Butuh GDP US$ 10.000 Untuk RI Bangun PLTN, Sanggup?

Cantika Adinda Putri, CNBC Indonesia
11 March 2022 15:20
In this Feb. 12, 2020, photo, the Unit 1 and 2 reactor buildings, damaged by the 2011 earthquake and tsunami, are seen at the Fukushima Dai-ichi nuclear power plant in Okuma, Fukushima Prefecture, Japan. Nine years ago, on March 11, 2011, a magnitude 9.0 quake and tsunami destroyed key cooling functions at the plant, causing a meltdown that leaked a massive amount of radiation and forcing some 160,000 residents to evacuate. About 40,000 of them still haven't returned. (AP Photo/Jae C. Hong)
Foto: Pembangkit listrik tenaga nuklir Fukushima Dai-ichi. (AP Photo/Jae C. Hong)

Jakarta, CNBC Indonesia - Indonesia kaya akan sumber daya energi, baik itu berasal fossil fuel hingga energi baru terbarukan (EBT). Jumlahnya bahkan melebihi kebutuhan 2050, bahkan tercatat bisa mencukupi kebutuhan energi hingga tahun 2100.

Salah satu pembangkit energi hijau yang kabarnya akan menjadi andalan Indonesia adalah pembangkit listrik tenaga nuklir (PLTN). Pemerintah bahkan sempat menyinggung bahwa pembangkit nuklir akan menjadi solusi untuk mengejar netral karbon di tahun 2060.

Namun untuk mengembangkan pembangkit nuklir itu tidak mudah. Dewan Energi Nasional (DEN) mencatat, Indonesia memerlukan Growt Domestic Product (GDP) mencapai US$ 10.000 per kapita. Alasannya, potensi kecelakaan nuklir sangat besar dan bis mempengaruhi kondisi perekonomian.

Pengamat Energi Universitas Indonesia sekaligus Anggota Dewan Energi Nasional (DEN), Herman Darnel Ibrahim biaya PLTN di masa sekarang dan masa depan diperkirakan akan lebih tinggi dibandingkan dengan menggunakan pembangkit EBT.

"Menggunakan hydro, geothermal dan juga biaya energi solar dan angin di masa depan, dengan storage pun bisa lebih murah dibandingkan dengan nuklir," jelas Herman dalam sebuah webinar yang diselenggarakan oleh IESR, Jumat (11/3/2022).
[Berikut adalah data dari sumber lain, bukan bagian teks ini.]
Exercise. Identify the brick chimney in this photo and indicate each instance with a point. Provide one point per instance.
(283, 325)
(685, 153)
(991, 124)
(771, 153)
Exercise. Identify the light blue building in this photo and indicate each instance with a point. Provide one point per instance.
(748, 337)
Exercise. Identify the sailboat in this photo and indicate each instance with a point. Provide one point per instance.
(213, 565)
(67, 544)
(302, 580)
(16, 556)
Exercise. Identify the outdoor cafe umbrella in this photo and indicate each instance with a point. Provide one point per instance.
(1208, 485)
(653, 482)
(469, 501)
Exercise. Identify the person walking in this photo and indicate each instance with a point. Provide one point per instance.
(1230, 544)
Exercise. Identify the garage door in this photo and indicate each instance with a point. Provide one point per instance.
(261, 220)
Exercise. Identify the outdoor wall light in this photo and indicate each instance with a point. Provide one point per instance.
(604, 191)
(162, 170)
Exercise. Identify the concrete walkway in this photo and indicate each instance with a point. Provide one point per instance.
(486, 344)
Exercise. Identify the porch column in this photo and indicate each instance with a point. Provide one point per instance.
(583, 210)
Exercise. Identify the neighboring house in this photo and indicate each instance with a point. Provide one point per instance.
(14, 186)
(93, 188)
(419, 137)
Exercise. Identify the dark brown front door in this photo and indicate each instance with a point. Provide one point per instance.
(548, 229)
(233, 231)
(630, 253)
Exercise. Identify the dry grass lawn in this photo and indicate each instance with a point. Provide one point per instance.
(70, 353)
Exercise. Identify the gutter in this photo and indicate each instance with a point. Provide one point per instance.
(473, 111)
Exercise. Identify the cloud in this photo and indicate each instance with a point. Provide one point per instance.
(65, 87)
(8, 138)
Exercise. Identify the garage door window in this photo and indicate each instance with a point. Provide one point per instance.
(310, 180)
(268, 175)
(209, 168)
Selain itu, kata Herman, dibutuhkan investasi yang besar untuk membangun PLTN di Indonesia hingga operasionalnya membutuhkan alat dan bahan yang harus diimpor. Serta sumber daya atau ahli yang juga harus mumpuni.

Indonesia juga dinilai sangat rentan terhadap bencana alam yang bisa membuat ledakan yang cukup besar, seperti yang pernah terjadi di Jepang pada 11 Maret 2011 silam.

Di mana saat itu Jepang mengalami gempa kekuatan 9 SR yang mengguncang wilayah Tohoku, timur laut pulau Honshu. Hal ini membuat kerusakan yang cukup parah pada PLTN Fukushima Daiichi. Dalam waktu beberapa hari, tiga reaktor nuklir utama meledak.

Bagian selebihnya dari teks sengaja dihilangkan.